Hierarchical Graph Convolutional Network Built by Multiscale Atlases for Brain Disorder Diagnosis Using Functional Connectivity
Liu, Mianxin, Zhang, Han, Shi, Feng, Shen, Dinggang
Functional connectivity network (FCN) data from functional magnetic resonance imaging (fMRI) is increasingly used for the diagnoses of brain disorders. However, state-of-the-art studies used to build the FCN using a single brain parcellation atlas at a certain spatial scale, which largely neglected functional interactions across different spatial scales in hierarchical manners. In this study, we propose a novel framework to perform multiscale FCN analysis for brain disorder diagnosis.

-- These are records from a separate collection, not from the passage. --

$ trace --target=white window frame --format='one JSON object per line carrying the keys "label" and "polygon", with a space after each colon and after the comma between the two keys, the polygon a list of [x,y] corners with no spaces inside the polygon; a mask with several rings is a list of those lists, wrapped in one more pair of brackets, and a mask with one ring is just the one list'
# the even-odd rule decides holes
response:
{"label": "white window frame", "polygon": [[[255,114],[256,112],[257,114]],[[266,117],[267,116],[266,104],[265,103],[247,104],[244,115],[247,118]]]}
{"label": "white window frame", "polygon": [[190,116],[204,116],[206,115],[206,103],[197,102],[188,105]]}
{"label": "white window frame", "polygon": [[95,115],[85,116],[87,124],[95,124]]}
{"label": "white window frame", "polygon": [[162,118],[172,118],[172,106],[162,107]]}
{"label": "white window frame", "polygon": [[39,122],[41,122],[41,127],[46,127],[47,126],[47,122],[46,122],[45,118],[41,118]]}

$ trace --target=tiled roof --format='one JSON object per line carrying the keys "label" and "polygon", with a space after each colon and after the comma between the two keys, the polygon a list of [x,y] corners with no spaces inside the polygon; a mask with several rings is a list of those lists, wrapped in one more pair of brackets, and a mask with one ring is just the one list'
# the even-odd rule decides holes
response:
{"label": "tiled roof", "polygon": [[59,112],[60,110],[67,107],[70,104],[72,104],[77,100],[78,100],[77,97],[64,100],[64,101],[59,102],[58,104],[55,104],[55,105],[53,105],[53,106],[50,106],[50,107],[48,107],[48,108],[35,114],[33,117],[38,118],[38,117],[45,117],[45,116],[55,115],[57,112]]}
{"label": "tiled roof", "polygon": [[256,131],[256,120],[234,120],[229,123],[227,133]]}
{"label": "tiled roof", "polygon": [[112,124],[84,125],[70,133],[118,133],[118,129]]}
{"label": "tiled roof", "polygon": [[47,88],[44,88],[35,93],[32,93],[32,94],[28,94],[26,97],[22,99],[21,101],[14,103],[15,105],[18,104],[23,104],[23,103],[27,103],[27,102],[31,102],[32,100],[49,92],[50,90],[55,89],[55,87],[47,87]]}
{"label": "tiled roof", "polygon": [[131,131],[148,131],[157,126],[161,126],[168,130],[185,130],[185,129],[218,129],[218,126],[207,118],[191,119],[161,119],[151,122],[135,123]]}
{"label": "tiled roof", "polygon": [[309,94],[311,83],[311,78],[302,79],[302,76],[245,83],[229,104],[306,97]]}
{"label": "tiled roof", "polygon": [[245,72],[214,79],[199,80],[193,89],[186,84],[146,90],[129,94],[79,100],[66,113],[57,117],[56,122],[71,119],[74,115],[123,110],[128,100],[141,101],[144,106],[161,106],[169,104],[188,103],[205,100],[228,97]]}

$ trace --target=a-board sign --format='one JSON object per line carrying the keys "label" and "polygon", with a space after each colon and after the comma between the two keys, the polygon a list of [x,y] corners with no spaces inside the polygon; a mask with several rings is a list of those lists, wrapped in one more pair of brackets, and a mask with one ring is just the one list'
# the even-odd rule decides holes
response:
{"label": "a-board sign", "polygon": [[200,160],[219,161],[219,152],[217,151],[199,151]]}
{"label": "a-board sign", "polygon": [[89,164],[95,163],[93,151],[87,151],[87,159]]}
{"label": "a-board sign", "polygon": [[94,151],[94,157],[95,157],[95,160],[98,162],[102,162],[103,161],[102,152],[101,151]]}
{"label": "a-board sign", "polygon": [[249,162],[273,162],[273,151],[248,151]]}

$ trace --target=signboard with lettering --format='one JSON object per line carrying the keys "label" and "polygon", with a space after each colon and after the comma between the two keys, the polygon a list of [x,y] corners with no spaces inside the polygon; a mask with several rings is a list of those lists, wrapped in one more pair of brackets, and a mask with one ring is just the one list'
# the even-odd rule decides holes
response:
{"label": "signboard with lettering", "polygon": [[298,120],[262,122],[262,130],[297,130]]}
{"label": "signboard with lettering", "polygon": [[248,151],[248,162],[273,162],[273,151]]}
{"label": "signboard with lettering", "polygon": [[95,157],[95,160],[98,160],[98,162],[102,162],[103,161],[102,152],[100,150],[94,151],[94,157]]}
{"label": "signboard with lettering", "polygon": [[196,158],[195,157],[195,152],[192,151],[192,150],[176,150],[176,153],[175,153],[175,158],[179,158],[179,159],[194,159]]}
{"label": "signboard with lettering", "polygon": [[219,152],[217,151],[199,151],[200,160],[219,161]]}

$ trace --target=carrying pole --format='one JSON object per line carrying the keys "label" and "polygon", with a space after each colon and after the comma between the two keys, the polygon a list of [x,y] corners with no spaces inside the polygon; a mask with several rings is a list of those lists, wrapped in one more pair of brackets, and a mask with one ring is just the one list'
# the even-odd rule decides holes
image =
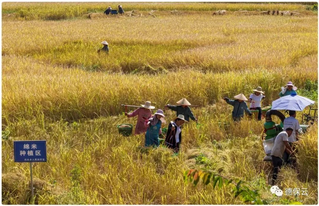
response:
{"label": "carrying pole", "polygon": [[[127,108],[128,107],[138,107],[138,108],[145,108],[145,107],[140,107],[137,106],[133,106],[132,105],[127,105],[126,104],[121,104],[121,106],[124,106],[125,108]],[[158,110],[158,109],[156,109],[154,108],[154,109],[149,109],[150,110]]]}
{"label": "carrying pole", "polygon": [[[170,105],[169,106],[169,107],[174,107],[176,106],[182,106],[181,104],[178,104],[177,105]],[[198,105],[188,105],[188,107],[199,107],[199,106]]]}
{"label": "carrying pole", "polygon": [[[227,99],[231,99],[231,100],[238,100],[238,99],[229,99],[229,98]],[[254,102],[254,103],[255,102],[255,101],[249,101],[249,100],[242,100],[242,101],[244,101],[245,102]]]}

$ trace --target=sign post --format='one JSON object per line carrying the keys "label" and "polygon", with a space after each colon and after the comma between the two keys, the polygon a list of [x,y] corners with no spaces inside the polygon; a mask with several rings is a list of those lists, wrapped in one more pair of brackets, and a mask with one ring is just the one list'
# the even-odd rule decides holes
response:
{"label": "sign post", "polygon": [[32,203],[34,199],[32,163],[47,162],[46,143],[46,140],[13,141],[14,162],[30,163]]}

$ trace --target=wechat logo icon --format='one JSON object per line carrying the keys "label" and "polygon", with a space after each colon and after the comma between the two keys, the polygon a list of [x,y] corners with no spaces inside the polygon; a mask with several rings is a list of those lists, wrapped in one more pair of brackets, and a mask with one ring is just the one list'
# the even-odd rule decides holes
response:
{"label": "wechat logo icon", "polygon": [[270,191],[271,194],[275,194],[278,197],[282,196],[284,192],[282,190],[279,189],[278,186],[274,185],[270,188]]}

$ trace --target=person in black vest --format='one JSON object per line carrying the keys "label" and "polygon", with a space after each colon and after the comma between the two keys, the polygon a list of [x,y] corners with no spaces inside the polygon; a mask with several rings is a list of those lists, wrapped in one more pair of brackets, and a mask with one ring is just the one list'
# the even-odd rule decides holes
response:
{"label": "person in black vest", "polygon": [[185,122],[188,122],[184,119],[184,115],[180,114],[168,125],[165,143],[168,148],[173,149],[174,153],[179,152],[182,141],[181,126]]}
{"label": "person in black vest", "polygon": [[112,8],[111,8],[110,6],[109,6],[108,9],[104,11],[104,13],[105,14],[107,15],[108,15],[110,14],[111,13],[111,10],[112,10]]}

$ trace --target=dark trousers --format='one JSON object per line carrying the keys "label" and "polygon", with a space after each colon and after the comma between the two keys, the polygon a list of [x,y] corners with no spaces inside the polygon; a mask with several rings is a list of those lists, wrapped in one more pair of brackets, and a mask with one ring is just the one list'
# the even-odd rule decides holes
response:
{"label": "dark trousers", "polygon": [[[297,150],[296,149],[295,146],[293,143],[288,142],[288,143],[289,144],[289,145],[290,146],[290,147],[293,149],[293,150],[295,149],[295,153],[296,154],[297,151]],[[297,167],[297,163],[296,162],[295,158],[294,157],[291,157],[290,155],[286,152],[286,151],[285,151],[284,152],[284,154],[282,156],[282,158],[285,162],[287,164],[291,164],[293,167],[294,168],[295,168]]]}
{"label": "dark trousers", "polygon": [[272,179],[271,180],[271,185],[273,185],[275,181],[277,179],[278,171],[281,168],[282,165],[282,160],[280,157],[273,155],[271,155],[272,159],[272,166],[274,166],[273,172],[272,172]]}
{"label": "dark trousers", "polygon": [[258,121],[261,120],[261,107],[254,107],[250,108],[250,110],[258,110]]}

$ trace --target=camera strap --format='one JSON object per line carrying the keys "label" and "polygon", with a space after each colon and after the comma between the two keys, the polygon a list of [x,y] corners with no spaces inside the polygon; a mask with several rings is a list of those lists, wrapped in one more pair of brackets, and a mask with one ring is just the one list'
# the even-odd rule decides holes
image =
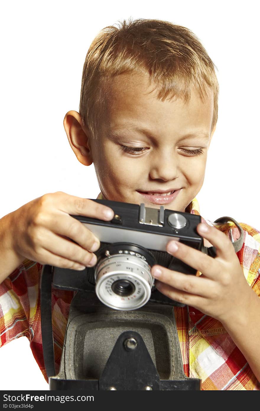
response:
{"label": "camera strap", "polygon": [[[218,230],[220,230],[221,231],[223,232],[226,231],[230,229],[236,227],[238,230],[239,236],[238,238],[235,241],[232,240],[231,242],[235,252],[238,253],[239,251],[240,251],[244,243],[244,230],[237,221],[236,221],[232,217],[224,217],[218,218],[213,223],[207,221],[207,222],[209,225],[214,226]],[[231,238],[232,238],[231,229],[230,233]],[[214,246],[206,247],[203,246],[201,251],[211,257],[215,257],[216,255],[216,248]]]}

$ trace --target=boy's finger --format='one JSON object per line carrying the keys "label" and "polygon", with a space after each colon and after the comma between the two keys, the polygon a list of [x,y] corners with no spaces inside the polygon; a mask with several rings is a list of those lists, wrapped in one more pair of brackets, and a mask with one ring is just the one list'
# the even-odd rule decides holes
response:
{"label": "boy's finger", "polygon": [[212,295],[216,284],[208,278],[184,274],[161,266],[154,266],[152,275],[160,282],[180,291],[208,297]]}
{"label": "boy's finger", "polygon": [[[85,250],[94,252],[99,249],[99,238],[83,224],[67,214],[61,213],[55,221],[50,219],[44,221],[44,228],[49,231],[73,240]],[[42,238],[41,242],[42,242]]]}
{"label": "boy's finger", "polygon": [[218,263],[212,257],[182,243],[170,241],[166,246],[166,250],[193,268],[202,272],[208,278],[214,278],[219,272]]}
{"label": "boy's finger", "polygon": [[55,256],[57,261],[58,257],[61,257],[85,267],[93,266],[97,263],[97,256],[93,253],[50,231],[46,233],[46,238],[43,239],[42,247],[44,249]]}
{"label": "boy's finger", "polygon": [[61,204],[63,205],[62,211],[68,214],[107,220],[112,219],[114,217],[114,212],[111,208],[92,200],[71,196],[61,192],[53,194],[58,197],[58,206],[60,209],[61,209]]}
{"label": "boy's finger", "polygon": [[197,231],[198,233],[209,241],[216,249],[217,256],[223,259],[230,259],[235,254],[232,242],[220,230],[207,224],[201,223],[198,224]]}

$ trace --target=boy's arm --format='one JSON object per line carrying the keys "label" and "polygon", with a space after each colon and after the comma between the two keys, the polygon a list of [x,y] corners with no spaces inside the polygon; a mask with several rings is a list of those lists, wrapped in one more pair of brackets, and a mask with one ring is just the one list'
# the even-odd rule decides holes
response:
{"label": "boy's arm", "polygon": [[20,266],[25,259],[14,250],[10,227],[12,213],[0,219],[0,284]]}
{"label": "boy's arm", "polygon": [[58,192],[30,201],[0,220],[0,283],[25,258],[42,264],[83,270],[97,262],[98,238],[73,215],[109,221],[108,207]]}
{"label": "boy's arm", "polygon": [[[222,323],[260,381],[260,299],[248,285],[227,236],[203,224],[198,224],[197,231],[215,247],[216,257],[212,258],[185,244],[170,241],[168,252],[202,274],[187,276],[154,266],[152,275],[159,280],[156,288],[173,300],[194,307]],[[258,250],[255,251],[254,255],[259,256]],[[257,256],[253,264],[255,279],[260,268]],[[258,277],[254,284],[256,291],[260,280]]]}

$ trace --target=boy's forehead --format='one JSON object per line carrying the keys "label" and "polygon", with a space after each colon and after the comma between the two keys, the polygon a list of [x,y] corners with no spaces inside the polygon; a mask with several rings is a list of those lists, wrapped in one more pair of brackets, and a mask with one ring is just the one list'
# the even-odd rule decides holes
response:
{"label": "boy's forehead", "polygon": [[[140,129],[180,129],[180,133],[209,136],[214,110],[213,92],[202,99],[194,89],[190,98],[158,98],[158,85],[148,73],[116,76],[108,93],[106,128],[138,131]],[[147,130],[149,132],[149,129]]]}

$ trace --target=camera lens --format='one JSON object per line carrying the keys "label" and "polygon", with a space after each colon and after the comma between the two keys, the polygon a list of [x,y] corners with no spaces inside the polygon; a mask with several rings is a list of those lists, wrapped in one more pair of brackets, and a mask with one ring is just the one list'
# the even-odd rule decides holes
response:
{"label": "camera lens", "polygon": [[117,280],[115,281],[111,287],[115,294],[122,297],[128,297],[134,293],[136,287],[132,282],[128,280]]}
{"label": "camera lens", "polygon": [[105,245],[97,256],[95,290],[101,301],[111,308],[126,311],[147,302],[154,283],[151,267],[156,263],[148,250],[116,242]]}

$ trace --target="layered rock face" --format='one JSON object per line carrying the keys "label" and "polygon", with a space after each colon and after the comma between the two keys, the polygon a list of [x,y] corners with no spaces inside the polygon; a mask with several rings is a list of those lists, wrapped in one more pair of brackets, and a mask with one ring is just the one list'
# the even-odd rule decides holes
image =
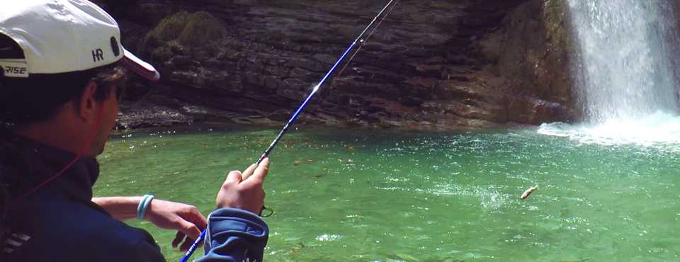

We first use a set of well-defined multiscale atlases to compute multiscale FCNs. Then, we utilize biologically meaningful brain hierarchical relationships among the regions in multiscale atlases to perform nodal pooling across multiple spatial scales, namely "Atlas-guided Pooling". Accordingly, we propose a Multiscale-Atlases-based Hierarchical Graph Convolutional Network (MAHGCN), built on the stacked layers of graph convolution and the atlas-guided pooling, for a comprehensive extraction of diagnostic information from multiscale FCNs. Experiments on neuroimaging data from 1792 subjects demonstrate the effectiveness of our proposed method in the diagnoses of Alzheimer's disease (AD), the prodromal stage of AD (i.e., mild cognitive impairment [MCI]), as well as autism spectrum disorder (ASD), with accuracy of 88.9%, 78.6%, and 72.7% respectively. All results show significant advantages of our proposed method over other competing methods. This study not only demonstrates the feasibility of brain disorder diagnosis using resting-state fMRI empowered by deep learning, but also highlights that the functional interactions in the multiscale brain hierarchy are worth being explored and integrated into deep learning network architectures for better understanding the neuropathology of brain disorders.